Want a good night’s sleep? Eat some walnuts soaked in water before sleeping, or eat a salad or any dish using them as toppings. These nuts make melatonin, a hormone that helps induce and regulate sleep, and is available to them in a bio-available form. Thus, they help make a perfect dinner that leads you to a great, restful sleep.
The amount of fat, calories, and carbohydrates found in 1 ounce of walnuts is about 18 grams, 190 calories, and 4 grams respectively. Therefore, it is believed that walnut consumption may result in weight gain. However, research conducted by Sabaté et al. (2005) at the Loma Linda University, California, USA have shown that walnut consumption of about 35 grams per day did not result in any significant weight gain among tested individuals over a period of 1 year.
A scientific study indicates that lack of omega-3 fatty acids (provided by walnuts) causes hyperactivity, irritability, and tantrums. Supplementing a child’s diet with these nuts compensates the deficit in EFAs and alleviates their mood. This is even applicable to adults who are battling depression and stress.
Walnut oils have significant astringent properties. Walnut oil has a rich, nutty flavor that helps bring aroma and flavor to the food. This flavor gives a pleasant taste, but only when it is used in moderation. It is used as a carrier/base oil in various therapies like aromatherapy, and massage therapy, as well as in the cosmetic and pharmaceutical industry. Walnut oils are terrific as dressings on chicken, turkey, salads, pasta, fish, and steaks. The uses of walnut oils in dessert recipes help bring a nutty flavor to the dish. A 35 gram serving of walnut oil provides the same nutritional benefits as 50 grams of walnuts. They also provide significant levels of vitamins B-1, B-2, and B-3.

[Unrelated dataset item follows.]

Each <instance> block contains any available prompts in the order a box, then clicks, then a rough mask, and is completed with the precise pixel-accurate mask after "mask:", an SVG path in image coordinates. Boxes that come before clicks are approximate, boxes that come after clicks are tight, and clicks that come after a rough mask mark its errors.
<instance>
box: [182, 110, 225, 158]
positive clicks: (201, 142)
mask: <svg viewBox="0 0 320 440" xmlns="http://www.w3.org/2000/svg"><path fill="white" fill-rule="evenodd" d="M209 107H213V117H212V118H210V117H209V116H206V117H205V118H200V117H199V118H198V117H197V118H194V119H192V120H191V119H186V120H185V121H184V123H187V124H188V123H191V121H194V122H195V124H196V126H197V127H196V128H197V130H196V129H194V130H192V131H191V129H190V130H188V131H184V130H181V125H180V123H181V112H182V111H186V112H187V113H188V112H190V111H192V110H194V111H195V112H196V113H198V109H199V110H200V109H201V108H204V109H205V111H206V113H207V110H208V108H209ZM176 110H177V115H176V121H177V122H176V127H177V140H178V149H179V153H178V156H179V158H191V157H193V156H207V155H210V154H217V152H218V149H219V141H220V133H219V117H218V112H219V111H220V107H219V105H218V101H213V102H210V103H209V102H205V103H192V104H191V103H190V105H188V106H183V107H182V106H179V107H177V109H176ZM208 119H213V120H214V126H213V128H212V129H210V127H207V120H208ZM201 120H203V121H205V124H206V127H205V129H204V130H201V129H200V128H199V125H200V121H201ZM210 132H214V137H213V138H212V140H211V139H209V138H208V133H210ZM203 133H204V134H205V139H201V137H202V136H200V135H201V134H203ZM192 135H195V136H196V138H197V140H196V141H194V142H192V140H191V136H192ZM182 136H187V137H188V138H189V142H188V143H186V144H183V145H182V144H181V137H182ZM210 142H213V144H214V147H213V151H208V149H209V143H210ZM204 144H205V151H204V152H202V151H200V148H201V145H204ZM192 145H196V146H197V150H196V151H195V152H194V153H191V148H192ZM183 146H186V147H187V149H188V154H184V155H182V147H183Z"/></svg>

Quick Tips to Serve Walnuts
Walnuts can be integrated into your diet to gain from all the associated health benefits. A few ways to add them to your meal are as follows:
- Add shredded walnuts to chicken and fish right before cooking them.
- Ground some walnuts and use the powder on sandwiches, salads, or any other dish.
- Add chopped/shredded walnuts to desserts for a nutty flavor.
- Add chopped/shredded walnuts to yogurt and berries to make a healthy dessert.
- To roast walnuts, use a 70-75°c oven for 15-20 minutes.